Daerah

Penghulu Padang Pariaman Ikuti Bimtek Peningkatan Kompetensi di Bukittinggi
16 Dec 2025 | 163 | Penulis : pc_apri_ pdpariaman | Publisher : Biro Humas APRI Sumatera Barat
Bukittinggi — Sebanyak 11 orang Penghulu asal Kabupaten Padang Pariaman mengikuti Bimbingan Teknis (Bimtek) Peningkatan Kompetensi Jabatan Fungsional Penghulu yang diselenggarakan oleh Kantor Wilayah Kementerian Agama Provinsi Sumatera Barat. Kegiatan ini berlangsung di Hotel Royal Denai, Bukittinggi, Selasa (16/12/2025).
Bimtek tersebut dibuka secara resmi oleh Kepala Bidang Urusan Agama Islam (Urais) Kanwil Kemenag Sumbar, Yosep Chairul. Kegiatan ini juga diikuti oleh CPNS dan PPPK Penghulu se-Provinsi Sumatera Barat Angkatan IV dan V Tahun 2025.
Dalam sambutannya, Yosep Chairul menekankan pentingnya peningkatan kompetensi bagi penghulu muda sebagai ujung tombak pelayanan keagamaan di Kantor Urusan Agama (KUA) kecamatan.

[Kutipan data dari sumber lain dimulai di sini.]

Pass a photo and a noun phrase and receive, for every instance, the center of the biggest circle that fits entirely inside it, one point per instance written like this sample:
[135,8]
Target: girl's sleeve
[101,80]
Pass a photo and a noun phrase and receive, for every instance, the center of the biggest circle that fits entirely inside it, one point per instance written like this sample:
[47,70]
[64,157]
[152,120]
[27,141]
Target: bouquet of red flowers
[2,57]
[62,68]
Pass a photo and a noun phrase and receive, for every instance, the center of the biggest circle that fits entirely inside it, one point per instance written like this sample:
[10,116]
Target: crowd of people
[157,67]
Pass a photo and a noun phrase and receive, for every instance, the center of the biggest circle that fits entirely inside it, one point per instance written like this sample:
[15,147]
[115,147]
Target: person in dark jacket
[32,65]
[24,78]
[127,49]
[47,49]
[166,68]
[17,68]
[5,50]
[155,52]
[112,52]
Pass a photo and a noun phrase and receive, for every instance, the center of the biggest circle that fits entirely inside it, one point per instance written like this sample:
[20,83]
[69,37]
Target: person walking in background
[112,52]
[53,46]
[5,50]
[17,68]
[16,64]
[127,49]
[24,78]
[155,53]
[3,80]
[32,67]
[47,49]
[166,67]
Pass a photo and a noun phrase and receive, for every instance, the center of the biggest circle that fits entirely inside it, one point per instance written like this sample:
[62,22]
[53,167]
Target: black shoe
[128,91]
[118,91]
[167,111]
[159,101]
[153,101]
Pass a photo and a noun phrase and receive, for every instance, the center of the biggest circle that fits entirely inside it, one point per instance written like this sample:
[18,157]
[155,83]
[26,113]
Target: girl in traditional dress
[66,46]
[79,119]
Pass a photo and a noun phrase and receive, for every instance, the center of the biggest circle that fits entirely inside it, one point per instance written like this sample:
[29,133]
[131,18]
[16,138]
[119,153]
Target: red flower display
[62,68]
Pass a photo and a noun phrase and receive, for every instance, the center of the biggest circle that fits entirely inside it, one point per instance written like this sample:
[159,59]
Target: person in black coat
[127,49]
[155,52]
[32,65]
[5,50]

Ia berharap para penghulu muda mampu menjalankan tugas dan fungsinya secara profesional, responsif, serta sesuai dengan ketentuan peraturan perundang-undangan.
“Penghulu muda harus siap bertugas di KUA kecamatan dengan bekal pengetahuan, integritas, dan pemahaman hukum yang memadai, karena mereka berhadapan langsung dengan masyarakat,” ujar Yosep.
Kegiatan Bimtek ini menghadirkan dua narasumber kompeten di bidangnya. Narasumber pertama, Sastraseni Saphietry, S.S., M.M., selaku Sekretaris Dinas Kependudukan dan Pencatatan Sipil Kota Bukittinggi, menyampaikan materi bertajuk “Kawin Tidak Tercatat dalam Frame Hukum Administratif”. Materi ini memberikan pemahaman mendalam mengenai implikasi administrasi kependudukan akibat perkawinan yang tidak tercatat secara resmi.
Sementara itu, narasumber kedua, Dr. Salman, S.H.I., M.A., Wakil Ketua Pengadilan Agama Bukittinggi, membahas topik Isbat Nikah dan Dispensasi. Dalam paparannya, ia menjelaskan peran penting penghulu dalam memberikan edukasi hukum kepada masyarakat serta sinergi antara KUA dan Pengadilan Agama dalam penyelesaian persoalan perkawinan.
Salah satu peserta, Yandi, penghulu dari KUA Batang Gasan, menyampaikan harapannya agar kegiatan ini dapat meningkatkan wawasan dan keterampilan penghulu muda dalam menghadapi persoalan riil di masyarakat.
“Melalui Bimtek ini, kami berharap dapat memperkuat pemahaman hukum perkawinan dan meningkatkan kualitas pelayanan kepada masyarakat di KUA,” ungkapnya.
Dengan terselenggaranya Bimtek ini, diharapkan para penghulu muda, khususnya dari Kabupaten Padang Pariaman, semakin siap menjalankan tugasnya secara profesional dan berkontribusi dalam mewujudkan pelayanan keagamaan yang berkualitas di Sumatera Barat.
Adapun penghulu asal Padang Pariaman yang mengikuti bimtek adalah Weri Hidayat, Febri Yandi, Irsyadul Fikri, Aldi Harbi, Raditiya Agus Nugraha, Kalbajapen, Muhammad Ilham, Mhd. Rasyadil Hadi Asyira, Muhammad Hafiz, Hendri Yanto dan Ahmad Zakiy.